5. Teach them what they want to know.

Children are inquisitive by nature. Sometimes in order to engage them with science you just have to make use of that inquisitiveness.

Students are more likely to get engaged in an activity if they find it interesting, so find out what interests them.

When choosing an activity for the class, ask for their opinion. Have your students develop questions they want to know the answer to, or pre-prepare two or three activities/subjects to explore in class, and allow them to pick the one they find more interesting. Letting them pick will help keep them focused through the entire task and makes them feel like their opinion matters.

6. Use science notebooks.

Science notebooks are great tools in science education. Keeping a science notebook helps students learn to record and analyze data and improves their writing, organizational, and communication skills. They work as personalized learning tools that follow students throughout the year, helping them keep track of their progress.

Science notebooks are an effective way to get students more involved in science. By keeping track of their work throughout the year, students’ sense of accomplishment grows, as well as their confidence in science learning. Besides, they represent a unique way for teachers to keep track of the students’ progress in the classroom.

7. Use proper vocabulary.

Many teachers, when talking science in their classes, avoid using scientific terms. They feel complex words and concepts will overwhelm the students. However, research suggests the existence of a link between the use of technical vocabulary and the ability for students to comprehend new information. Students need to gain a knowledge of science content and develop a science mindset, and knowing the proper vocabulary is vital in doing so.

While conducting science investigations, always try to use the proper scientific terms; this will model scientific thinking in your students.

8. Give them time to debate.

Debate is a very important part of the scientific process. By talking to their colleagues about their investigations, observations, ideas, students can better process, make sense, and learn from them. Debating can enhance their communications skills, as well as their critical thinking skills. It will also lead to new investigations, as they realize that by answering a question, a new one appears. It is also a great formative assessment tool. By encouraging students to talk about their investigations, teachers allow ideas to surface, helping them assess their students’ understanding.

Every time you develop a science activity, set some time aside for debate, preferably both at the beginning and at the end of the activity. Encourage your students to share their thoughts about the investigation and advocate for their point of view.

9. Make it simple!

Most students see science as a very difficult thing that only really smart people can comprehend. This is the reason why so many students stay away from science. They feel they are not smart enough to become scientists or even to understand science.

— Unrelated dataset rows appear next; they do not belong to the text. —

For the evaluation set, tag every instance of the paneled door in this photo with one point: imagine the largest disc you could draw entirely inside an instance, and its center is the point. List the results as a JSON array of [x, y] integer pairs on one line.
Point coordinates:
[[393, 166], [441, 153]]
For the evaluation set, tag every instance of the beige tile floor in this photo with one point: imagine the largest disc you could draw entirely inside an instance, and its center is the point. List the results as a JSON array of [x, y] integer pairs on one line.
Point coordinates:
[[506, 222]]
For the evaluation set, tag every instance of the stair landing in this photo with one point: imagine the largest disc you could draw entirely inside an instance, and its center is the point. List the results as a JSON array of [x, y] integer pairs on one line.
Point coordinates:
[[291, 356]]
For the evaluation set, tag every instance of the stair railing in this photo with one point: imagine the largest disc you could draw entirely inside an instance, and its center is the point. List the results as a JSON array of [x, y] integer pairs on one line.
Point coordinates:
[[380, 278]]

This happens, partially, because of the way science is taught in most of our schools. Science isn’t about memorizing concepts; science is an ongoing and unfinished process of discovery of the world. Science teachers need to be able to transmit this to the students in order to motivate them to science.

Design simple investigations with your class, adjust them to the level of knowledge of your students, and build up from there. Address one subject at a time. There is no point in teaching an entire chapter of the textbook in one session if the students forget everything the next day. Once they master that subject, you can move on to the next.

10. Make it fun!

Students have a tendency to see science as a humorless and impersonal activity developed in a cold laboratory by boring people in a white coat. Science is much more that this. Science is about understanding nature and making sense of the world.

Showing  your students the fun side of science is easier that you think, it just takes a little imagination. You can turn an investigation into a competition between the classmates, or maybe, create a fun character to help you explain the more complex concepts.